Abstract

The use of perioperative cardiac medical therapy among patients undergoing coronary artery bypass graft surgery (CABG) has not been closely examined. The objective of this study was to systematically review the medical literature examining the effects of perioperative cardiac medical therapy on clinical outcomes among patients undergoing CABG. Using the Medline database and online clinical trial databases, we reviewed all randomized controlled trials (RCTs) and observational studies examining the effect of perioperative angiotensin-converting enzyme inhibitors, angiotensin II receptor blockers, antilipid agents (including statins), aspirin, beta-blockers, and calcium-channel blockers on clinical outcomes. Our review identified 27 studies (6 RCTs, 21 observational studies), involving >700,000 patients, that examined the impact of perioperative medical therapy on clinical outcomes after CABG. Although studies provide conflicting results, the literature suggests that perioperative aspirin use may decrease inhospital mortality and myocardial infarction, whereas perioperative angiotensin-converting enzyme inhibitor use does not appear to be beneficial. Perioperative statin use reduces all-cause mortality at 30 days and cardiac death at 60 days and 1 year post-CABG but does not appear to reduce myocardial infarction or congestive heart failure rates. Multiple studies have demonstrated that pre- and postoperative beta-blockers are associated with a decrease in atrial fibrillation. In addition, beta-blockers may reduce inhospital and 30-day mortality, although these results are not consistent across all studies.
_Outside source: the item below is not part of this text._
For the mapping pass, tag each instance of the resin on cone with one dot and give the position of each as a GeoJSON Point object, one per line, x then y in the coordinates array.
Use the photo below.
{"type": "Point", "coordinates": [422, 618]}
Calcium-channel blockers do not appear to improve inhospital or 30-day mortality. No studies examined the perioperative use of angiotensin II receptor blockers or nonstatin antilipid agents among CABG patients. The perioperative use of cardiac medical therapy among CABG patients remains understudied. Given their proven benefits among patients with cardiovascular disease and their potential to improve outcomes among CABG patients, further studies, particularly large RCTs, are needed.